If you are raising hogs, or have a link in the US pork production machine, how different were your intentions from those of your fellow pork producers whose plans were published in last week’s Quarterly Hogs and Pigs Report? There will be a slight expansion in the breeding herd, and there was not a surprise in that, unless it was due to the timing. After all, the data for the report was collected prior to the freefall in the corn market. Had the data been collected a month later, there might have been a larger plan to raise more hogs. It all has to do with the price of feed, and that is our focus today.
“Finally, pork producers have some positive news that has increased optimism for greater profitability in the coming year.” That is the contention of Purdue economist Chris Hurt who says the pork industry indicated there would be only a slight expansion and at the same time the price of corn would be declining. He says, “The combination of stronger hog prices and lower feed prices has put the pork outlook back into solid black for the coming year.”
The USDA report indicated the breeding herd was only 0.6% more than it was September 1, 2010, and the market hog inventory was up only 1%. At the University of Missouri, livestock economist Ron Plain observed that USDA’s estimates called for the number of sows farrowing will be down 0.2%, but the number of farrowings will be up by 0.5%. Plain says if the number of sows that farrow this winter is higher than year earlier numbers, it will be the first time that has happened since the spring of 2008, “I am predicting 2012 hog slaughter at 112 million head, up 1.6% from this year.” He went on to say, “All the key report numbers were higher than the average of the pre-release trade forecast, yet the futures market held steady to higher this week. Either this indicates traders don’t agree with the pre-release forecasts or are optimistic about meat demand. China appears to be buying a lot of U.S. pork.”

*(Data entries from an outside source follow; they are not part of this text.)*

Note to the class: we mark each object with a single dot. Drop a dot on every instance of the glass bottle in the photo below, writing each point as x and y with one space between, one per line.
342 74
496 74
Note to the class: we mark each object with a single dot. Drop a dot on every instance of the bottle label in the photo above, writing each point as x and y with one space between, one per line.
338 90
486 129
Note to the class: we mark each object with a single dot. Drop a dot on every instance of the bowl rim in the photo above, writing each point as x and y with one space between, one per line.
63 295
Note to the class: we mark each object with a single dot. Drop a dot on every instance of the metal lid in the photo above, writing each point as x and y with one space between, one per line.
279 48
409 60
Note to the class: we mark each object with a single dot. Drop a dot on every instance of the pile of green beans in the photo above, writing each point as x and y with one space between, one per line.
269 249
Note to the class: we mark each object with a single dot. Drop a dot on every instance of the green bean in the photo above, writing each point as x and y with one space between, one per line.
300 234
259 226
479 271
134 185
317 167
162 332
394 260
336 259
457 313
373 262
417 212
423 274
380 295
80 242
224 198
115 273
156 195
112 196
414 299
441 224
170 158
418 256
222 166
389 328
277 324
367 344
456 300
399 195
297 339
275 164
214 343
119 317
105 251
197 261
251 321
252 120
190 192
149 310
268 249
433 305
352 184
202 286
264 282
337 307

At USDA, after the report was released, the economists said corn prices were still too high for many hogs to be fed, “High feed costs are expected to reduce the weights at which live hogs are marketed for slaughter for the remainder of the year and through 2012. Lower slaughter weights are forecast to marginally reduce pork production during this period.” That analysis is from USDA’s Monthly Livestock Outlook, which went on to report, “Declining output prices, concurrent with increasing costs of major feed inputs, spell narrower spreads between the cost of feed and the selling price of finished hogs. While producers’ estimated quarterly feed cost spreads remain positive through 2012—calculated with USDA forecast prices of corn, soybean meal and hogs—spreads will narrow for the fourth quarter of 2011, and spreads for the first three quarters of 2012 are below those of 2011. Hog producers are likely to respond to lower feeding spreads by reducing the weights at which they market hogs for slaughter.”
That is a bit different than the analysis provided by Chris Hurt at Purdue. He said, “While pork production will be higher in the next 12 months, hog prices are expected to be higher, led by strong demand. The stronger demand will come from very low levels of beef available in the domestic market and from continued growth in pork exports.
In the last 12 months, live hog prices averaged about $62 per hundred pounds with a forecast of $66 for the next 12 month period. Feed costs are expected to be lower over these two periods as well, with lower corn and soybean meal prices. Total feed costs are forecast to be about $1.75 per hundred lower in the coming 12 months.”
Both USDA and Hurt are within the same ballpark when it comes to prices expected to be paid to producers. “Fourth-quarter pork production is anticipated to be 6.1 billion pounds, about 1 percent below the same period last year. Prices for live equivalent 51-52 percent hogs are expected to average $70-$71 per cwt in the third quarter, about 17 percent above a year ago. Fourth-quarter prices are expected to be $60-$64 per cwt, almost 24 percent above the same period last year.
Hurt says if profits hold, then expansion cannot be far behind. “If the current profit outlook holds over the next six months, then further expansion can be expected by the March or June reports in 2012. Prospects for a return to normal yields in 2012 provide the likelihood for further moderation in corn prices in the fall of 2012. This would also be considered as a positive prospect which would encourage further expansion by mid-and-late 2012.”
The latest Hogs and Pigs report did not indicate much expansion activity for pork producers, however, their estimates were sought before there was much of a decline in the corn market. While some livestock economists anticipate greater expansion because of lower feed costs, others are expecting less hog weights because of the high cost of gain.